Por: Fátima López Iturríos

Corrí… Corrí hasta que mis músculos ardían y mis venas
bombeaban ácido de batería y, luego… Seguí corriendo.

El club de la pelea.

Bicicletas… ¡Uf! No atinaba qué escribir cuando me dijeron que ese era nuestro tema para la crónica semanal. Porque, en realidad, hace mucho tiempo que no me subo a una bicicleta, casi una década. Y no estando convencida de volver a montar una, tan sólo por vivir para mi crónica la experiencia de una inmersión, decidí hacer uso de uno de mis mejores recursos: la memoria.

 Así que me regresé al tiempo en que las bicicletas todavía eran tema tabú y no existía nada de ciclo vías, ni se politizaba el asunto de la movilidad urbana. Era cuando el auge de la bici apenas comenzaba a tomar las calles y pocos éramos quienes la considerábamos un excelente medio de transporte. Era también el tiempo en el que los celulares eran artículo de lujo, exclusivos de la clase alta, y todavía no se repartían como tazos en las Sabritas.
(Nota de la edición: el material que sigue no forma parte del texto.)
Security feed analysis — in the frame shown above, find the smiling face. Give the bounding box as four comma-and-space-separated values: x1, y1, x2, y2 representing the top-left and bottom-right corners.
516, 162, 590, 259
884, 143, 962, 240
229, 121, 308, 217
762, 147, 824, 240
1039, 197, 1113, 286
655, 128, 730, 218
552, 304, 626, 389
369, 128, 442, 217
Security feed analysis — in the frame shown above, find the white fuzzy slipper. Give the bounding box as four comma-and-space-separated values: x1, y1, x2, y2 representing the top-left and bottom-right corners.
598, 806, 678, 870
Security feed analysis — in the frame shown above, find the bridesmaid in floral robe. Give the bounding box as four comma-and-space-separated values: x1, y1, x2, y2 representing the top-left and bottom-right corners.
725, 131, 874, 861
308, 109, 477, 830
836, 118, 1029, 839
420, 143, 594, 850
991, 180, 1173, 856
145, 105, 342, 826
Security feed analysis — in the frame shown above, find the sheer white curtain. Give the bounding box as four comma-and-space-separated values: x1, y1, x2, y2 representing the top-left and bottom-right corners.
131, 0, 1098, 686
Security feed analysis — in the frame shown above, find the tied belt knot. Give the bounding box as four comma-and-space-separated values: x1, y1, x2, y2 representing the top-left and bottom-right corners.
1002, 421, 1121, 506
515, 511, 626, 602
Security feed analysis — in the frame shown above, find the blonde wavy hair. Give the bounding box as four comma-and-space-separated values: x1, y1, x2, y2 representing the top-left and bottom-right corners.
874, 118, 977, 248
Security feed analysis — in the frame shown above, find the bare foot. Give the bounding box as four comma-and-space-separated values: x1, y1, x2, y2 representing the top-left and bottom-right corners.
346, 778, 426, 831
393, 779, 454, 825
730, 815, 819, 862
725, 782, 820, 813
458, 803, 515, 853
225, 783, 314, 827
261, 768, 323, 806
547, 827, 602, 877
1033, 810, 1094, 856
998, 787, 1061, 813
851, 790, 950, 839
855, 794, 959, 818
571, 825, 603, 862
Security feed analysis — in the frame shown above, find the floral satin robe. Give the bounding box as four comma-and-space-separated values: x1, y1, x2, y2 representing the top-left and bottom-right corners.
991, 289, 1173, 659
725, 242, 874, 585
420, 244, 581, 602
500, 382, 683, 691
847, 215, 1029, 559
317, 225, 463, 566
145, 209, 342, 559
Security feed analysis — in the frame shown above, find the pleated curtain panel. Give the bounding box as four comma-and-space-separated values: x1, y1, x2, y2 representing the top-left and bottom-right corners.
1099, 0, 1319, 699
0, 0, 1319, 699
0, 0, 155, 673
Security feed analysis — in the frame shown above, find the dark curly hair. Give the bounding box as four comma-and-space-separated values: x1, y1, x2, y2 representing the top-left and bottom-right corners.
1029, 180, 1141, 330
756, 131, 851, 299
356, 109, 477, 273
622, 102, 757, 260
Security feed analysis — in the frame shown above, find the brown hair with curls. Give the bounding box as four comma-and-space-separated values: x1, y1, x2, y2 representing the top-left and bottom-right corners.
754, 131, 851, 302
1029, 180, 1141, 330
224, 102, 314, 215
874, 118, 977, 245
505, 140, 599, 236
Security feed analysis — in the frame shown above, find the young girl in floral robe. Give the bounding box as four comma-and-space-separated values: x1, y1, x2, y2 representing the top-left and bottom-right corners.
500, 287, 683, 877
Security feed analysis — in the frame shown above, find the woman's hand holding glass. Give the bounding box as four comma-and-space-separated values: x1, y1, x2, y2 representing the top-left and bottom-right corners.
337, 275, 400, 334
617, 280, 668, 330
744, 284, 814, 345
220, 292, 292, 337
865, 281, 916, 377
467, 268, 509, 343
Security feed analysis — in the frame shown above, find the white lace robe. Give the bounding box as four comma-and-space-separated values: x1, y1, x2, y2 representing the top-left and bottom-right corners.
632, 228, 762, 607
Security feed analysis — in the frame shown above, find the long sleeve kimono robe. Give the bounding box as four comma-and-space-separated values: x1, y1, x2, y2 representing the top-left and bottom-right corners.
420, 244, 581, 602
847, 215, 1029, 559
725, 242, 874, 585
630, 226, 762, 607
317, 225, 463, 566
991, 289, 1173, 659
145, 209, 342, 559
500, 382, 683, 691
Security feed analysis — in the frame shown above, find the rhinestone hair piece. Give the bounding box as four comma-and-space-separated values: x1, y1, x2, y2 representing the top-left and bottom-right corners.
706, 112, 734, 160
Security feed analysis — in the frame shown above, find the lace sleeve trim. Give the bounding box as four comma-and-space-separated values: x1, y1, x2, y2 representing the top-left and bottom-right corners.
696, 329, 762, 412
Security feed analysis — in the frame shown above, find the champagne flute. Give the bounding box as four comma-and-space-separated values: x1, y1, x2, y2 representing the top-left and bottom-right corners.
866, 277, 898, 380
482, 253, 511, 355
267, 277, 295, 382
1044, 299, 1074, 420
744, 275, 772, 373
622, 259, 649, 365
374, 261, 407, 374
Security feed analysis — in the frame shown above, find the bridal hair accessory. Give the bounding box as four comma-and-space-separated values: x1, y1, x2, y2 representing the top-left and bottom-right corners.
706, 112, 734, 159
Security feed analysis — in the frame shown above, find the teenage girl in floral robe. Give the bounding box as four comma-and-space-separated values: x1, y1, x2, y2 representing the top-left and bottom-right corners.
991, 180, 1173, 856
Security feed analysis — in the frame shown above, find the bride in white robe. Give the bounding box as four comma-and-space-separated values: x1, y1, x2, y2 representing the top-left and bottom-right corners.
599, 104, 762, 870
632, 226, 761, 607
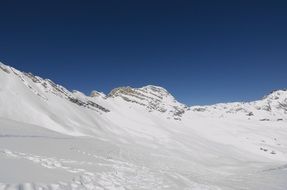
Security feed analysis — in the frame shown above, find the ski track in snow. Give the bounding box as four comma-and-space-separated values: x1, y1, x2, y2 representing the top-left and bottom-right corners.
0, 149, 220, 190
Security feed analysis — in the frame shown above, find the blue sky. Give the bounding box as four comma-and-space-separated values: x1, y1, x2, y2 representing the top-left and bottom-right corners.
0, 0, 287, 105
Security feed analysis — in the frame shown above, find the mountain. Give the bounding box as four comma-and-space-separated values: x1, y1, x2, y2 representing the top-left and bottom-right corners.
0, 61, 287, 190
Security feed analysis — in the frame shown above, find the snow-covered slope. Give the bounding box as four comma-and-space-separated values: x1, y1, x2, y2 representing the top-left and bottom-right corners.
191, 90, 287, 121
0, 61, 287, 190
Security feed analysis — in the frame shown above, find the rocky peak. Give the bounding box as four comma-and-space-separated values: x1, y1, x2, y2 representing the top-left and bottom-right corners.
108, 85, 188, 120
90, 90, 106, 98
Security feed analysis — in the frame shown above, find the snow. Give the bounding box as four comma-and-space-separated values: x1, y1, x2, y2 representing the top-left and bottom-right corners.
0, 64, 287, 190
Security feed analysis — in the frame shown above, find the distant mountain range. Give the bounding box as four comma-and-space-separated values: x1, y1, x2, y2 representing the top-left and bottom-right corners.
0, 63, 287, 190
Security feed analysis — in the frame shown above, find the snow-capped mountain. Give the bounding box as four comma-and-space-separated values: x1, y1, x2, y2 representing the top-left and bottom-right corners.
191, 90, 287, 121
0, 64, 287, 190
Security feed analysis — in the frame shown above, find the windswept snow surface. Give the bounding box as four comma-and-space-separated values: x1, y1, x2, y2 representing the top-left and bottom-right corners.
0, 64, 287, 190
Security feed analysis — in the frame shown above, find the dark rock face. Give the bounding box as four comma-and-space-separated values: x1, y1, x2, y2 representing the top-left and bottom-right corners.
107, 85, 188, 120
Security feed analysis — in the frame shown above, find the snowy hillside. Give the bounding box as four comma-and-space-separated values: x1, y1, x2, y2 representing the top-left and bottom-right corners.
0, 61, 287, 190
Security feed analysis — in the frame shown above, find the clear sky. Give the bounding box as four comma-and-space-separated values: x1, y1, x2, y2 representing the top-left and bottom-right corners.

Estando yo recién llegada del otro lado del Atlántico, en donde me acostumbré a ver circular ese medio de transporte, quise aquí continuar con las buenas costumbres aprendidas y compré mi bicicleta. Sin embargo mi experiencia no fue ni remotamente parecida a lo vivido. De hecho, me bastó con utilizarla una segunda ocasión para guardarla en el patio de mi casa y no volverla a usar jamás.

Esa fatídica mañana de sábado, día cuando mi enamoramiento con la bicicleta feneció, todo comenzó de manera bastante normal. Yo, armada de valor y con actitud suficiente para motivar a toda mi familia aunque no con la debida dosis de convencimiento, decidí que no había algo mejor para desayunar que unos deliciosos molletes del mercado de Tlaquepaque. Para efectos de situar geográficamente las distancias, su servidora vivía a tan sólo escasas cuadras del Parque Metropolitano.

Con todo listo —tenis, licras, playera, cabello recogido, sudadera y actitud— emprendí mi recorrido. A las ocho de la mañana tomé por avenida Vallarta. En realidad no hubo mucho tráfico, por lo que la travesía fue sumamente agradable. Pasé por el motel Lor, un “verdadero motel familiar” citaba el letrero de la entrada; vi cómo habían graffiteado Los Cubos, recorrí La Gran Plaza, observé las pancartas de los manifestantes en contra de la apertura del Men´s Club, me detuve en la tienda Lámparas y Candiles de López Mateos; seguí derecho, y, casi a las nueve de la mañana, yo estaba cruzando Mariano Otero. Mi estómago comenzó a requerir combustible para continuar, así que decidí buscar una fondita.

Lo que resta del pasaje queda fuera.